A gathering of Shiite men in Manama, Bahrain, last month. The Sunni monarchy has repelled the Shiite majority's uprising. More Photos »


No one won in the clashes, which erupt almost every night in this Persian Gulf state. Five months after the start of a ferocious crackdown against a popular uprising — so sweeping it smacks of apartheidlike repression of Bahrain’s religious majority — many fear that no one can win.
“This is all cutting so deep,” said Abdulnabi Alekry, an activist whose car was stopped at one of the checkpoints of trash bins, wood and bricks the youth had fashioned during the clash in August. “The fabric here was never that strong, and now it is torn.”

In the revolts that have roiled the Middle East this year, toppling or endangering a half-dozen leaders, Bahrain, an island kingdom once best known for its pearls and banks, has emerged as the cornerstone of a counterrevolution to stanch demands for democracy. While the turmoil elsewhere has proved unpredictable — the ascent of Islamists in Egypt, the threat of civil war in Syria and the prospect of anarchy in Yemen — Bahrain suggests that the alternative, a failed uprising cauterized by searing repression, may prove no less dangerous.

The crackdown here has won a tactical and perhaps ephemeral victory through torture, arrests, job dismissals and the blunt tool of already institutionalized discrimination against the island’s Shiite Muslim majority. In its wake, sectarian tension has exploded, economic woes have deepened, American willingness to look the other way has cast Washington as hypocritical and a society that prides itself on its cosmopolitanism is colliding with its most primordial instincts. Taken together, the repression and warnings of radicalization may underline an emerging dictum of the Arab uprisings: violence begets violence.
“The situation is a tinderbox, and anything could ignite it at any moment,” said Ali Salman, the general secretary of Al Wefaq, Bahrain’s largest legal opposition group. “If we can’t succeed in bringing democracy to this country, then our country is headed toward violence. Is it in a year or two years? I don’t know. But that’s the reality.”

For decades, Bahrain’s relative openness and entrenched inequality have made it one of the Arab world’s most restive countries, as a Shiite majority numbering as much as 70 percent of the population seeks more rights from a Sunni monarchy that conquered the island in the 18th century. But February was a new chapter in the struggle, when the reverberations of Egypt and Tunisia reached Bahrain and, after bloody clashes, protesters seized a landmark known as Pearl Square, where they stayed for weeks.
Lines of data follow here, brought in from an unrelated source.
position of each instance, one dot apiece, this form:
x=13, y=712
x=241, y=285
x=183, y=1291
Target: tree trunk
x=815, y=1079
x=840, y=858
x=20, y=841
The toll of the ensuing repression was grim: in a country of about 525,000 citizens, human rights groups say 34 people were killed, more than 1,400 people were arrested, as many as 3,600 people were fired from their jobs and four people died in custody after torture in what Human Rights Watch called “a systematic and comprehensive crackdown to punish and intimidate government critics and to end dissent root and branch.”


Activists trade stories of colleagues forced to eat feces in prison and high-ranking Shiite bureaucrats compelled to crawl in their offices like infants. Human rights groups say 43 Shiite mosques and religious structures were destroyed or damaged by a government that contended that it faced an Iranian-inspired plot, without offering any evidence that Tehran played a role. Backed by the armed intervention of Saudi Arabia, King Hamad bin Isa al-Khalifa declared martial law in March, and though it was repealed June 1, the reverberations of the repression still echo across the island.

“They told me, ‘There are two ways we can deal with you — as a human or as an animal,’ ” Matar Matar, 45, recalled being told after he was arrested by men in civilian clothes in May and jailed for three months.
It mattered little, Mr. Matar said, that he was a popular former lawmaker, or a father of two. Beaten twice, he spent half the time in solitary confinement in a windowless room. He often heard the screams of others.
From the time of Mr. Matar’s arrest to his release on Aug. 7, the ferocity of the crackdown eased, though it remains pronounced. Despite government promises to return people to work, no one has given Mohammed al-Hamad his job back at the Bahrain Islamic Bank, where he worked for four years until he was fired March 31 for “bad behavior.”